第16話 【異能学園編】学園ものだよ、最強さん。

16-プロローグ ~紅蓮の編入生~

 ――――――この日、俺の通う学校の日常は、崩壊した。


 目の前には、信じられない光景。屈強で素行の悪い生徒たちと、真正面から殴り合える、学校最強の教師が、敗北した姿を目の当たりにしたのだ。


「……そんな、バカな……」


 そんな言葉を俺がぽつりとつぶやいたのも、無理のない話。何せその学校最強の教師は生徒指導の担当であり、「鬼人」と恐れられている男。

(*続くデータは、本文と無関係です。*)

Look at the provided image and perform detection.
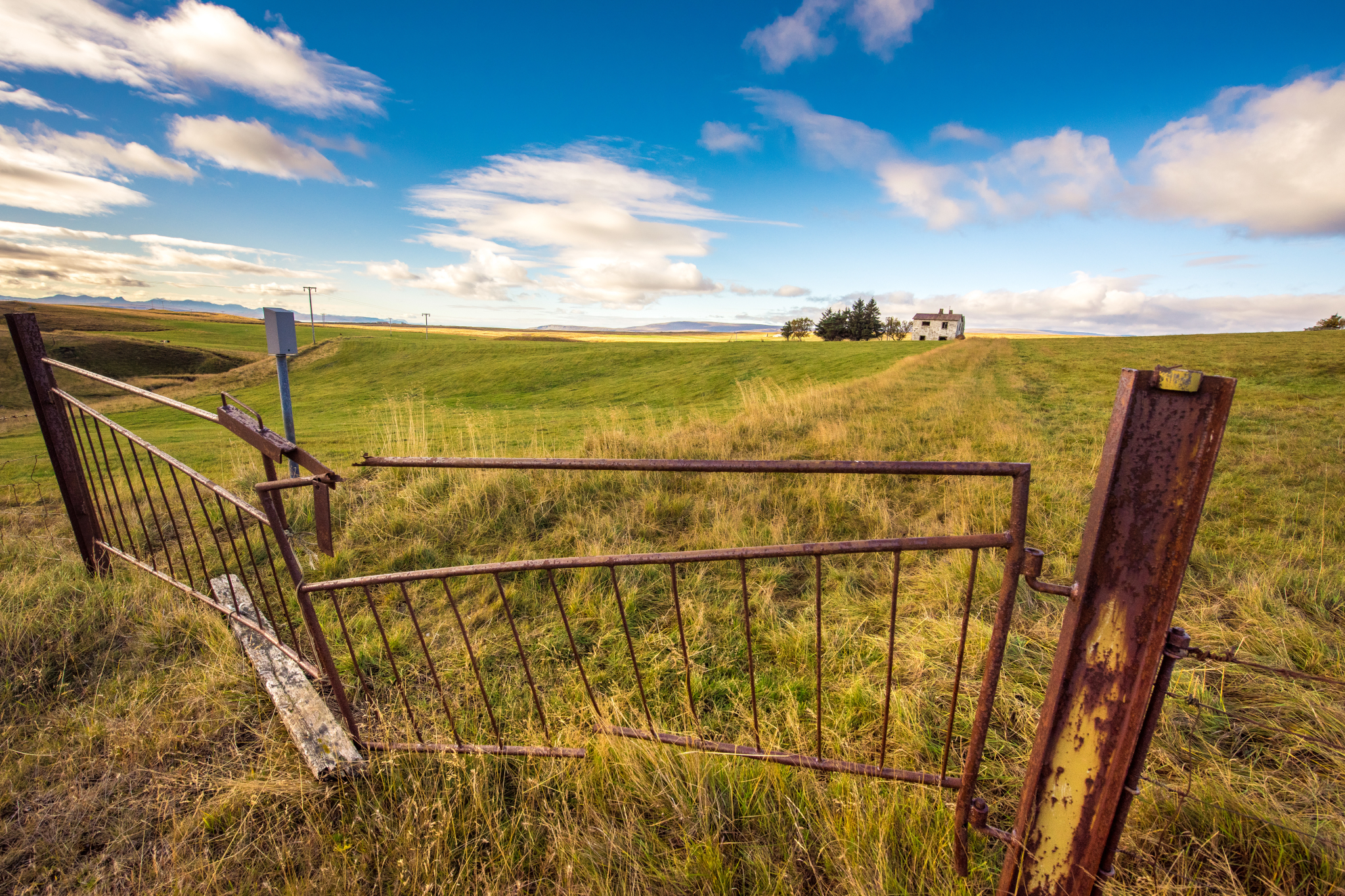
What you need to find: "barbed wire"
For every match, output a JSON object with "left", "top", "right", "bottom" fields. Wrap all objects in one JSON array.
[
  {"left": 1141, "top": 775, "right": 1345, "bottom": 856},
  {"left": 1182, "top": 696, "right": 1345, "bottom": 754},
  {"left": 1186, "top": 647, "right": 1345, "bottom": 688}
]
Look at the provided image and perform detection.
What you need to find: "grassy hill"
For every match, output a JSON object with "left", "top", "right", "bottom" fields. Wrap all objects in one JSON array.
[{"left": 0, "top": 324, "right": 1345, "bottom": 896}]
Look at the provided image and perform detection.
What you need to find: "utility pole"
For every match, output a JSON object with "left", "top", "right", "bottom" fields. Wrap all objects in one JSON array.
[{"left": 304, "top": 286, "right": 316, "bottom": 345}]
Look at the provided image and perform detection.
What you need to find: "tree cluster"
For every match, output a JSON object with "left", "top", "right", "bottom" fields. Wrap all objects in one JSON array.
[
  {"left": 814, "top": 298, "right": 887, "bottom": 343},
  {"left": 1304, "top": 314, "right": 1345, "bottom": 329},
  {"left": 882, "top": 317, "right": 916, "bottom": 341}
]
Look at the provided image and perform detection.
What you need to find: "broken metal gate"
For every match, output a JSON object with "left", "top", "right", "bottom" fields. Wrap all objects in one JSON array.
[{"left": 5, "top": 314, "right": 1235, "bottom": 896}]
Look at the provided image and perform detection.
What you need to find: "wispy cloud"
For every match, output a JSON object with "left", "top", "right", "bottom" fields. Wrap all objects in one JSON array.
[
  {"left": 878, "top": 271, "right": 1345, "bottom": 335},
  {"left": 1182, "top": 255, "right": 1255, "bottom": 267},
  {"left": 387, "top": 145, "right": 785, "bottom": 308},
  {"left": 929, "top": 121, "right": 1000, "bottom": 146},
  {"left": 738, "top": 87, "right": 897, "bottom": 171},
  {"left": 742, "top": 0, "right": 933, "bottom": 71},
  {"left": 0, "top": 222, "right": 316, "bottom": 294},
  {"left": 168, "top": 116, "right": 360, "bottom": 182},
  {"left": 0, "top": 123, "right": 196, "bottom": 215},
  {"left": 695, "top": 121, "right": 761, "bottom": 152},
  {"left": 759, "top": 74, "right": 1345, "bottom": 238},
  {"left": 0, "top": 81, "right": 89, "bottom": 118},
  {"left": 0, "top": 0, "right": 386, "bottom": 117}
]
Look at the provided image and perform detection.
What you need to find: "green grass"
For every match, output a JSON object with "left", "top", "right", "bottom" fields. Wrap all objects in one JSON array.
[
  {"left": 0, "top": 321, "right": 937, "bottom": 484},
  {"left": 0, "top": 326, "right": 1345, "bottom": 895}
]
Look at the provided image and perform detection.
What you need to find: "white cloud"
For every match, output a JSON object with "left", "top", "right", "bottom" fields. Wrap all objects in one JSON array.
[
  {"left": 145, "top": 244, "right": 315, "bottom": 277},
  {"left": 849, "top": 0, "right": 933, "bottom": 62},
  {"left": 0, "top": 81, "right": 89, "bottom": 118},
  {"left": 878, "top": 271, "right": 1345, "bottom": 335},
  {"left": 0, "top": 123, "right": 196, "bottom": 215},
  {"left": 0, "top": 239, "right": 149, "bottom": 289},
  {"left": 0, "top": 222, "right": 312, "bottom": 294},
  {"left": 364, "top": 249, "right": 533, "bottom": 301},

 そんな鬼人が、上半身を地面に埋めて、某ミステリー小説の湖の死体よろしく、足が上がった状態になっているのだから。ちなみに存命である。


「……けっ」


 あまりの光景に腰を抜かしている俺の横では、見るからに柄の悪い、赤いとげとげした頭の男が舌打ちしている。目つきも鋭く、町で出会ったら道を開けてしまいそうだ。


 ……まあ、柄が悪いのはなので、なんとも言えないのだが。


「お、おい……転校生」

「あん?」


 俺は恐る恐る、男に声をかけた。目の前で鬼人を殴り、地面に沈めた超パワーを目の当たりにして、正直ビビるにビビってしまっていたが。


 ――――――それ以上に、この男は使えると思ったのだ。


******


 紅羽蓮あかばれんは、この学校に来たことを、編入初日に後悔していた。


 とある理由があって、蓮はもともと通っていた綴編高校から、この学校に編入することになった。


「これでようやくまともな教育が受けられるといいですね」

「……おう」


 荷造りを手伝ってくれている多々良たたら葉金はがねが、真面目な顔で言っていた。編入先の学校は全寮制で、綴編の屋上プレハブ小屋においてあるものを一部、学校へと持って行こうと思っていたので、手伝ってもらっていた。


「でもダーリン、私の教え方の方がいいって思ったら、いつでも電話してね? 待ってるからね? 何もなくても電話してくれてもいいからね?」

「へいへい」


 数学教師のキューもぐちぐち言いながら、蓮の荷造りを手伝っている。彼女は蓮が大好きだったので、「私も転勤する!」と言って泣き出す始末だったが、ようやく落ち着いてくれた。


 正直この時までは、蓮は編入するのを少し、楽しみにしていた。

 蓮の通う綴編高校は不良校。まともな教育を受けられるわけもない。そして、蓮はそろそろ高校3年生になる。


 そして、紅羽蓮には、ひそかな野望があった。そのためには――――――。


(……大学受験、しねえといけねえからな)


 そのために蓮に必要なのは、まっとうな教育だ。キューが個人的に教えてくれたりもするが、やっぱりまともな高等教育を受けたい、というのが普通の高校生としての希望だった。


(……問題は、授業についていけるかどうかってとこだけど……まあ、その辺は何とかするしかねえな)


 まともな教育を受けていないので、蓮の学力はバカである。まあ、仮に授業について行けなかったら、キューに泣きつけばいいだろう。


 そう、思っていた。だが、そんな目測は大甘だったことを、すぐに思い知ることになる。


(……畜生め!)


 考えてみれば、当然である。蓮がこの学校に来た事情は、安里探偵事務所に舞い込んだ、とある依頼によるもの。


 そして、安里探偵事務所絡みの事件であるということは。


「――――――結局まともな勉強なんざ、できねえじゃねえかよ!」


 そんなわけで編入早々、蓮は授業をフケた。


 そしてそれをとがめた生徒指導の先生が、蓮を「指導」しようと襲い掛かってきた。


 それを難なく迎撃して、現在に至るわけである。